10 Foods with More Protein Than an Egg to Boost Your Meals


Chicken Breast:

Skinless, boneless chicken breast is an excellent source of lean protein, providing about 31 grams of protein per 3-ounce serving.

Turkey Breast:

Similar to chicken breast, turkey breast is a lean protein option that packs about 30 grams of protein per 3-ounce serving.


A 3-ounce serving of cooked salmon contains approximately 22 grams of protein.

Greek Yogurt:

A single serving (about 6 ounces) can provide around 15-20 grams of protein, depending on the brand.

Cottage Cheese:

A half-cup serving of cottage cheese typically contains about 13 grams of protein.


Tofu is a versatile plant-based protein made from soybeans. A 3-ounce serving of firm tofu provides approximately 8 grams of protein.


Quinoa is a nutritious whole grain that is also a complete protein, meaning it contains all nine essential amino acids.

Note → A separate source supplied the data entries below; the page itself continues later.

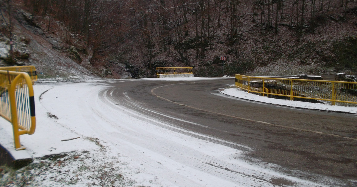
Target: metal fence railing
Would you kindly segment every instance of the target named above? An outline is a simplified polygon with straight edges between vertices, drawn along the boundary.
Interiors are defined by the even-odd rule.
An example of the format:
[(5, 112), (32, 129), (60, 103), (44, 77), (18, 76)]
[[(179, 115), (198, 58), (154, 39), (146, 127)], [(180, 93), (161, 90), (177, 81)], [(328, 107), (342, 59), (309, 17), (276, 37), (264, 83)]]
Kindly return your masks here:
[(156, 75), (192, 74), (192, 67), (177, 68), (156, 68)]
[(32, 82), (37, 80), (37, 73), (36, 73), (36, 68), (33, 66), (0, 67), (0, 70), (24, 72), (29, 74), (30, 78), (31, 78), (31, 81)]
[(32, 82), (28, 73), (0, 70), (0, 116), (12, 124), (16, 150), (25, 149), (20, 135), (35, 133), (35, 115)]
[(236, 74), (236, 86), (266, 95), (357, 104), (357, 82), (250, 77)]

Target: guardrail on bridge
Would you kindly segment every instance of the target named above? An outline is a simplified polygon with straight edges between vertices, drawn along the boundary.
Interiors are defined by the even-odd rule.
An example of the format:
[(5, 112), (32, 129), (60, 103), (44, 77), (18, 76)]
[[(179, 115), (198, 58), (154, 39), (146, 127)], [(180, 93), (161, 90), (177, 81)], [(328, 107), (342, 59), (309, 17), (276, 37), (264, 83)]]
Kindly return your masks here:
[(0, 70), (0, 116), (12, 124), (16, 150), (25, 149), (20, 144), (20, 135), (35, 133), (34, 80), (27, 72)]
[(357, 82), (250, 77), (236, 74), (235, 85), (247, 91), (290, 98), (357, 104)]
[(160, 75), (191, 74), (192, 68), (192, 67), (156, 68), (156, 75), (159, 77)]

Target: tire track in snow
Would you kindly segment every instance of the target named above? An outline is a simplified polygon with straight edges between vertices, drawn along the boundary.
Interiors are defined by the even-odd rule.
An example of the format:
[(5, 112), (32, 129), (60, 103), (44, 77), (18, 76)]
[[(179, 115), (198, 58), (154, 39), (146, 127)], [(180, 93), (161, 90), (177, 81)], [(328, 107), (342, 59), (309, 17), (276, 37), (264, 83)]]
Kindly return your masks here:
[[(186, 131), (174, 125), (167, 124), (166, 123), (167, 121), (164, 118), (170, 118), (170, 116), (146, 109), (140, 104), (131, 99), (125, 92), (121, 94), (119, 92), (115, 89), (103, 90), (100, 92), (99, 97), (103, 102), (111, 108), (116, 110), (125, 111), (126, 113), (136, 119), (147, 122), (150, 121), (150, 124), (157, 126), (226, 146), (231, 147), (241, 146), (241, 145), (218, 140), (212, 137)], [(113, 95), (119, 95), (119, 96), (114, 98)], [(171, 117), (170, 118), (173, 122), (178, 121), (180, 123), (190, 123), (189, 121), (175, 118)], [(198, 124), (195, 125), (201, 125)], [(176, 157), (175, 161), (178, 162), (180, 164), (186, 165), (186, 167), (193, 167), (196, 170), (210, 174), (216, 177), (223, 178), (225, 180), (232, 181), (235, 183), (238, 183), (239, 181), (239, 185), (237, 183), (237, 186), (261, 185), (264, 186), (274, 186), (271, 183), (271, 181), (274, 179), (283, 179), (297, 186), (325, 186), (311, 181), (280, 174), (270, 169), (263, 168), (247, 163), (244, 161), (237, 161), (233, 157), (231, 156), (228, 159), (223, 160), (202, 153), (198, 155), (194, 154), (192, 155), (192, 153), (188, 152), (188, 151), (197, 152), (197, 151), (192, 149), (187, 149), (187, 147), (184, 146), (174, 148), (172, 147), (172, 145), (166, 142), (162, 142), (161, 144), (162, 146), (160, 148), (150, 147), (150, 144), (147, 143), (144, 144), (145, 146), (149, 147), (148, 149), (150, 149), (151, 151), (156, 152), (161, 156), (166, 157), (166, 159), (168, 156), (170, 157), (171, 156), (177, 155), (180, 153), (182, 155), (185, 153), (188, 154), (188, 155), (185, 156), (175, 156)], [(144, 146), (144, 145), (142, 145)], [(240, 148), (242, 149), (242, 147), (244, 148), (243, 149), (245, 150), (250, 150), (249, 147), (246, 146)], [(193, 161), (193, 159), (196, 161)], [(165, 160), (166, 159), (162, 158), (162, 160)], [(167, 160), (166, 162), (162, 162), (165, 164), (170, 163)], [(187, 165), (187, 164), (188, 165)]]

Lentils are a type of legume that are high in protein and fiber. One cooked cup of lentils provides approximately 18 grams of protein.


Chickpeas, also known as garbanzo beans, are a versatile legume that can be used in various dishes.


Almonds are a protein-rich nut that also provides healthy fats and fiber. A quarter-cup serving of almonds provides around 7-8 grams of protein.